What is a Hair Transplant?
A hair transplant is the surgical transfer of hair follicles from one area with high density to a place experiencing baldness or hair thinning. It’s a more permanent solution and one that many people opt for; yearly, about 650,000 men and women get a hair transplant.
There are two types of hair transplants, and you and your doctor will determine which best suits your condition. The first type is follicular unit extraction, a modern method of transplanting hairs. It entails removing individual hair strands from the donor site and introducing them to the recipient area.
This method allows more range – the donor and recipient areas aren’t limited. You can get an eyebrow transplant, beards or mustache transplant, and even a chest hair transplant.
On the other hand, follicular unit transplants limit the donor and recipient areas to the scalp. The hair is harvested in strips from the back of the scalp then transplanted at the recipient area.
What is the donor area?
The donor area is the part of the body where the hair follicles for a transplant are extracted from. The hair in this area needs to be healthy and dense.
Now, the donor area can be any part of the body. It depends on the hair transplant method you’re opting for. If you choose the follicular unit extraction, the donor area can be any part of your body.
Alternatively, the follicular unit transplant method restricts the donor area to your scalp, preferably the back of your skull.
Does the Donor Area Grow Back After a Transplant?
When grafting hair for a hair transplant, if your surgeon uses the follicular unit extraction method, they’ll graft hairs in groups of 1s to 4s. The result is barely noticeable, and doctors do this because the hair doesn’t always grow back in some people. They also make sure they harvest the hair from a dense area.
In follicular unit transplant, the surgeon will remove long and thin hair strips from the donor area, usually the scalp. The incisions may scar, causing the hair to grow around it. However, it’s barely noticeable, and with time, the hair will grow around it and cover it.
Your hair may also grow through the incision scars and cover them up after a while.
What are the Conditions a Hair Restoration Surgery Can Remedy?
Although hair loss is a fairly common occurrence, not everyone resorts to hair transplants. However, a hair transplant may be the most suitable solution for the following conditions:
Androgenic alopecia is a hereditary condition that pertains to the hair. It’s also known as male pattern baldness, and it occurs when your hair falls out following a pattern.
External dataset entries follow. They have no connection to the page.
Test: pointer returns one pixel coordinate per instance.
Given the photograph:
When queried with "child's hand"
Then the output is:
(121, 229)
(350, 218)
Scientists don’t exactly know what causes this hair loss condition, but we have the certainty that it’s incurable. If a family member experiences male pattern baldness, you likely will too.
It can happen to any man from any age group, even teenagers. A hair transplant is a way to regain confidence if you’ve lost your hair to this condition.
A hormonal imbalance can cause your hair to thin or even fall out. You’ll be shedding hair at a faster rate, sometimes faster than your body can keep up with. A hair transplant allows you to extract hair from other areas and fill these balding spots with them.
A burn can stunt the growth of the hair follicles in the affected area. The effects can be traumatizing; add the apparent scars to the bald spots, and don’t act surprised when there’s a massive dent in confidence levels.
Consider a hair transplant in this scenario, and discuss the possibility of this being a viable solution with your healthcare practitioner.
Traction alopecia is the loss of hair at the edges of the head. It’s caused by applying too much pressure on them, causing them to pull out one after the other until the loss becomes apparent.
You can fill up those scanty areas with a hair transplant.
Can someone else donate hair to me?
One of the conditions for getting a hair transplant is that you have dense areas of hair growth at the donor area. You may wonder if someone else can donate their hair, especially if you don’t meet this requirement.
The short answer is no. Our bodies have been engineered so that we can only accept hair follicles that our system recognizes as ours. As such, any transplanted hair from an external source will be rejected – the strands will fall out. Someone else can’t donate hair for you when you’re considering a transplant.
If you can’t seem to find a dense supply of hair on your scalp, opt for the follicular unit extraction method instead. This procedure expands your donor area to your entire body, as long as there’s a dense supply of hair.